Creative Director of MOSAIC, Aline Mayagoitia, sat down with The White Snake director, and resident director of MOSAIC, Greg Strasser, to have a brief conversation about the play.

AM: So, for starters, could you give me a brief glimpse about this play and why you picked it? GS: I like describing The White Snake as a cross between Romeo and Juliet and Beauty and the Beast, except that it’s Romeo and Snakeulet, and Beauty is the Beast because she’s a snake.

AM: What is the specific origin of this myth? GS: It’s a Chinese fable, specifically one that became popularized in the Ming dynasty.

AM: If we go all the way down the rabbit hole, we should only have an all-Chinese cast, right? GS: I don’t necessarily believe so. I think part of the reason I loved the play was because I saw myself in it as Lady Bai. She’s never ventured beyond her comfort zone. She’s never experienced anything as crazy and terrifying as requited love. She’s afraid, so she stays hidden. You don’t need to be Chinese to tell that story, it’s something we all go through.

Of course, it is important to pay homage and respect the integrity of the story’s origins. I’m lucky because my heritage and culture instills understanding and appreciation of the Chinese mythic tradition. But even that can only get you so far - to tell this story it requires certain elements: characters who are filled with wanderlust, who have good hearts, and who constitute the “other.” This play, in a way, is very gay, and to use white, heterosexual characters as the leads, in my opinion, does not pay respect to the story’s central idea that love is a universal, unique, and more often than not, an odd thing.

And I think to further that point, this was something I talked to the playwright, Mary Zimmerman about.

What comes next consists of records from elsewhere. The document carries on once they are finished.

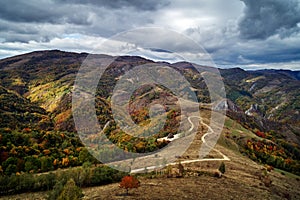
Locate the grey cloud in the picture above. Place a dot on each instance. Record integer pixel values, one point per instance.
(43, 12)
(116, 4)
(264, 18)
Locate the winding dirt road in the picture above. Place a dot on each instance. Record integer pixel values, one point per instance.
(210, 131)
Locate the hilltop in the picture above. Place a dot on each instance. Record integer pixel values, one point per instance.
(36, 123)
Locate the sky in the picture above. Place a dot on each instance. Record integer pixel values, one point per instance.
(249, 34)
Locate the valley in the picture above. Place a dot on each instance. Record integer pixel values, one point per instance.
(259, 142)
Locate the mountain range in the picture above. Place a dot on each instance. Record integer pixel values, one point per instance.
(36, 94)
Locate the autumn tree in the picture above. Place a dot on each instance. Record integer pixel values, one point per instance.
(129, 182)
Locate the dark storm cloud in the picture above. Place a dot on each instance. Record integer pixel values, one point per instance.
(264, 18)
(41, 12)
(66, 11)
(115, 4)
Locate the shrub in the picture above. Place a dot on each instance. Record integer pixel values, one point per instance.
(222, 168)
(129, 182)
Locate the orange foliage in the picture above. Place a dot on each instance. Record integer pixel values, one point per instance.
(46, 151)
(67, 151)
(65, 162)
(260, 134)
(26, 130)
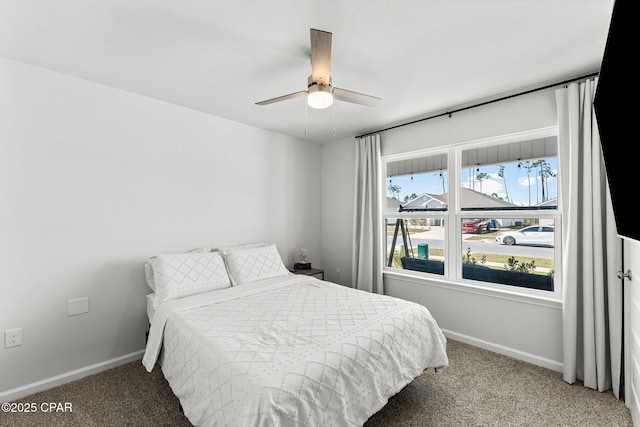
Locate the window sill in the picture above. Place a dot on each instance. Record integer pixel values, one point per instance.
(494, 290)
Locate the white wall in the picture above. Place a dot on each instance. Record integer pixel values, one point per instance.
(337, 192)
(94, 180)
(520, 327)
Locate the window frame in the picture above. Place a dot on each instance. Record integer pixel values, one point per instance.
(454, 214)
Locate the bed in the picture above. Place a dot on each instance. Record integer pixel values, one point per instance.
(243, 342)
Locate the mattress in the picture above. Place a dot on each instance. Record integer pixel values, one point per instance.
(150, 308)
(291, 351)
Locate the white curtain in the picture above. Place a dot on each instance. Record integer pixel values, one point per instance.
(592, 293)
(367, 233)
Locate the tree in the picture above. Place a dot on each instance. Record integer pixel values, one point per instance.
(528, 166)
(394, 190)
(545, 173)
(536, 164)
(481, 176)
(501, 175)
(411, 197)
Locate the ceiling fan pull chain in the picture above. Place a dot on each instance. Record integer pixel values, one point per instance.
(334, 119)
(306, 131)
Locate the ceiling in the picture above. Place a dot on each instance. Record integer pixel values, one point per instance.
(221, 57)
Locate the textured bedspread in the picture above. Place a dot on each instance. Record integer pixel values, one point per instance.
(295, 351)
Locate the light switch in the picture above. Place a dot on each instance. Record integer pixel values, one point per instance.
(78, 306)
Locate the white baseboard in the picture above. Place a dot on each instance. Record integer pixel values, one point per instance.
(496, 348)
(26, 390)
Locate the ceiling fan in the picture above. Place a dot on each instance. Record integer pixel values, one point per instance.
(320, 91)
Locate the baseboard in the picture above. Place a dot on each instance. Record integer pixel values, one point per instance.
(500, 349)
(46, 384)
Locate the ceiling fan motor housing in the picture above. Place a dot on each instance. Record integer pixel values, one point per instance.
(320, 95)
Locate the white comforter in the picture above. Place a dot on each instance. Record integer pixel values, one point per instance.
(292, 351)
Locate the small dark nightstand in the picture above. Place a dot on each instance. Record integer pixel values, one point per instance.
(308, 272)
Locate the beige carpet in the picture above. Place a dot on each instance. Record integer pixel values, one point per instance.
(479, 388)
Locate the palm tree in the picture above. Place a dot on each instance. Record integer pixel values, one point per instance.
(481, 176)
(501, 175)
(538, 163)
(545, 173)
(528, 166)
(394, 189)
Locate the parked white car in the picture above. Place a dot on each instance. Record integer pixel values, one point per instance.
(542, 235)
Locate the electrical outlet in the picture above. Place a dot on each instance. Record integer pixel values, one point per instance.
(12, 337)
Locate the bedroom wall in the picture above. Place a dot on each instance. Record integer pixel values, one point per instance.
(528, 329)
(93, 181)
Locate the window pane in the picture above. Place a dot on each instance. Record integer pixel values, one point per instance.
(517, 175)
(415, 244)
(417, 184)
(513, 251)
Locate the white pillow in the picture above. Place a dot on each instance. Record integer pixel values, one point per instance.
(181, 275)
(148, 269)
(247, 265)
(226, 249)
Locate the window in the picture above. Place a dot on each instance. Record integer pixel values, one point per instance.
(492, 222)
(414, 222)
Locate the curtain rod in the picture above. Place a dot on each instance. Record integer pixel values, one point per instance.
(449, 113)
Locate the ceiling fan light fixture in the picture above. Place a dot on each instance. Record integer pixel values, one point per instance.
(320, 96)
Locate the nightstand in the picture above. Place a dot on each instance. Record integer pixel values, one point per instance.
(309, 272)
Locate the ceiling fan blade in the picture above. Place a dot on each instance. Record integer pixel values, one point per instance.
(355, 97)
(321, 56)
(282, 98)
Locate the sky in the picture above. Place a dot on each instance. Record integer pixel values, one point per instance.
(518, 188)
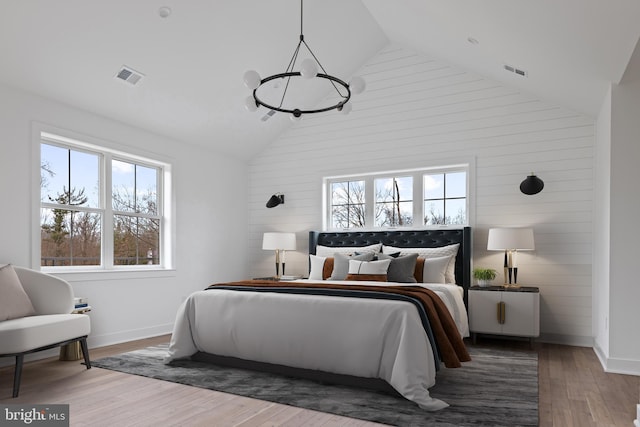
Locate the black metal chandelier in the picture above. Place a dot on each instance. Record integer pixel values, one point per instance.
(308, 70)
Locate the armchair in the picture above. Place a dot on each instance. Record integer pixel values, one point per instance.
(51, 326)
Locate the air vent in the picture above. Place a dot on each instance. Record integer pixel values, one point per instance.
(129, 75)
(267, 116)
(515, 70)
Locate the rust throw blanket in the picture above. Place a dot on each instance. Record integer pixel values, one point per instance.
(450, 343)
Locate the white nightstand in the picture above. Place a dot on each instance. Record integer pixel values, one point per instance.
(499, 310)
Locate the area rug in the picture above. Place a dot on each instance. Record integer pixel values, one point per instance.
(497, 388)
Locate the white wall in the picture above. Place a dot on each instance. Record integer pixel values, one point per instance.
(210, 228)
(601, 230)
(418, 112)
(624, 294)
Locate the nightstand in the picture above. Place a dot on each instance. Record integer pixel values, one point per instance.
(500, 310)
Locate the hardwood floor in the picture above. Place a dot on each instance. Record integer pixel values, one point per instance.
(574, 391)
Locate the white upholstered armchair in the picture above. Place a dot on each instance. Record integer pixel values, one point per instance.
(46, 323)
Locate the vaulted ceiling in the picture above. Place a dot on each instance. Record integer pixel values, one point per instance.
(193, 59)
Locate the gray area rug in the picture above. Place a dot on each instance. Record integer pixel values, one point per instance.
(497, 388)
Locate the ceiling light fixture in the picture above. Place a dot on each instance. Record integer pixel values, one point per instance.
(308, 70)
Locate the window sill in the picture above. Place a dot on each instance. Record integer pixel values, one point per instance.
(105, 275)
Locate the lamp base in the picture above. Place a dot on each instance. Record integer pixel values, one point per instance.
(511, 285)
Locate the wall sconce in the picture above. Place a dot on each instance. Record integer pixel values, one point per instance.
(275, 200)
(510, 240)
(531, 185)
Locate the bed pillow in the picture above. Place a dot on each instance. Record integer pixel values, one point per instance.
(450, 250)
(401, 269)
(15, 302)
(435, 269)
(368, 270)
(317, 267)
(329, 251)
(341, 264)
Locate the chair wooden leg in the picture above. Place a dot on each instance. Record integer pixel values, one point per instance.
(17, 374)
(85, 352)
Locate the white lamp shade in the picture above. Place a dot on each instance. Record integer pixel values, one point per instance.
(286, 241)
(501, 239)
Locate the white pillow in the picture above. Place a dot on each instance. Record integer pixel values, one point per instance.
(450, 250)
(317, 265)
(15, 302)
(435, 269)
(369, 267)
(328, 251)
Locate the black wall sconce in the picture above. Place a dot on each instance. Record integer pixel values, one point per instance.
(531, 185)
(275, 200)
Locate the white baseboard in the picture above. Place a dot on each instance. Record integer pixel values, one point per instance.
(94, 341)
(615, 365)
(577, 341)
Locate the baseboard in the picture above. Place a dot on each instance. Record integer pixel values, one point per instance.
(95, 341)
(103, 340)
(577, 341)
(617, 366)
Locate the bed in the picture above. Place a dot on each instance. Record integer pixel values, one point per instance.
(363, 333)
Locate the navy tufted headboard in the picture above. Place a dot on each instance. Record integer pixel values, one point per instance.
(405, 239)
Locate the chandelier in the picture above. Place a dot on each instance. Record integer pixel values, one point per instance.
(309, 69)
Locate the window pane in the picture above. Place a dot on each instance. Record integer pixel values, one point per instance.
(54, 172)
(146, 190)
(434, 186)
(456, 211)
(456, 184)
(347, 204)
(399, 214)
(136, 240)
(70, 238)
(123, 186)
(69, 177)
(339, 193)
(84, 180)
(434, 212)
(394, 201)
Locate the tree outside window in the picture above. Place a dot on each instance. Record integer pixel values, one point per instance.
(73, 213)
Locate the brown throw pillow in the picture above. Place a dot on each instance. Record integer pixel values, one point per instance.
(368, 277)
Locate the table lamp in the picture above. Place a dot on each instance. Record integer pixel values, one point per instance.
(280, 242)
(510, 240)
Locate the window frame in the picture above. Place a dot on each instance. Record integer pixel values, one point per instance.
(468, 166)
(107, 151)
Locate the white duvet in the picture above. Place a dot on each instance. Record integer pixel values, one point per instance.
(369, 338)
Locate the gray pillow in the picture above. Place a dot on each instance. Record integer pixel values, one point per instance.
(401, 268)
(341, 264)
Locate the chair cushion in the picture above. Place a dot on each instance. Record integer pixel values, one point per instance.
(29, 333)
(15, 302)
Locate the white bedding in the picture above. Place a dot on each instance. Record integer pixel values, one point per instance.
(369, 338)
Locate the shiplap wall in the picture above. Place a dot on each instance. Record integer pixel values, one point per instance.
(419, 112)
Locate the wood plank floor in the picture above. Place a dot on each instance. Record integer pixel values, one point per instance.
(574, 391)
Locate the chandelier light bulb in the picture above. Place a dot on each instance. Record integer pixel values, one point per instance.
(357, 85)
(252, 79)
(346, 108)
(250, 104)
(308, 68)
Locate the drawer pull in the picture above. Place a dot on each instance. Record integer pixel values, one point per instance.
(502, 312)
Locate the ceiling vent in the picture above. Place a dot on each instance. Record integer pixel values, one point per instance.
(129, 75)
(515, 70)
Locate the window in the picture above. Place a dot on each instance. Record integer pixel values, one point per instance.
(399, 199)
(99, 208)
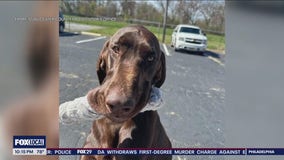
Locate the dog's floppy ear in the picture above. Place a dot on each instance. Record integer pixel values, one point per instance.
(102, 63)
(160, 76)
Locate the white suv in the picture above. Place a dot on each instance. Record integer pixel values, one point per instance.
(189, 37)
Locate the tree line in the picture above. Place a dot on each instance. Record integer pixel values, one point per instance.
(209, 15)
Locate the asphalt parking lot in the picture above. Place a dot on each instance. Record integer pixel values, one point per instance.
(193, 113)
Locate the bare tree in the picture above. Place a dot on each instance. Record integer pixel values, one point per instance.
(128, 8)
(187, 11)
(213, 14)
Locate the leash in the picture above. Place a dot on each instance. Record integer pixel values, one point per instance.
(79, 110)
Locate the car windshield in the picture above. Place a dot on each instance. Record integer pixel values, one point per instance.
(190, 30)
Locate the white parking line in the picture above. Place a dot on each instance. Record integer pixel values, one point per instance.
(89, 40)
(166, 50)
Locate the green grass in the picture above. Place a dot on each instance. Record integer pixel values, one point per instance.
(215, 42)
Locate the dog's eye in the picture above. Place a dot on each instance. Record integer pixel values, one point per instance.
(115, 49)
(150, 58)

She and I have a mutual love for oral traditions and we agreed that stories - especially those rooted in oral traditions - were meant to be told.

AM: What is the ideal casting practice we should ascribe to, and what's the closest we can get at Michigan with our limits? What about professional theatres? GS: When I was working at Steppenwolf, a big concern was trying to cast this Vietnamese character who had to be fluent in the language. Now, finding a Vietnamese actor in Chicago was pretty difficult - but Steppenwolf has the resources to cast a race-appropriate actor and hire a coach to teach her the language and nuances. However, smaller theatres that wish to do a show of this nature find themselves down on their luck, but I don’t necessarily believe that means they shouldn’t try to do the play.

If we look back at 2013’s Caroline or Change, we put a white woman in the role of the Moon and the Washing Machine - characters that were supposed to be black in order to reclaim ideas of the personification of beauty and domesticity. However, we didn’t have the adequate casting pool and we had to make due. I don’t think shelving Caroline would have been a good idea -- because at least most of the characters could be cast and still preserve the core themes and storyline. I’m glad it got done, it was a marvelous and important production. I still think about Caroline to this day.

I think, however, if you’re a professional theatre doing something so rooted in identity, like In the Heights, then you absolutely need to use Latinx and other POC actors, because then it’s not about the look - it’s about the cultural identity.

In general, to cultivate more actors of color, more queer actors, just a larger diversity of actors, it needs to begin in the grassroots. Free theatre for children, producing more plays by artists of color, casting more actors of color in plays that have been normalized in whiteness. It’s a long process, but change is effective when it starts from the bottom up.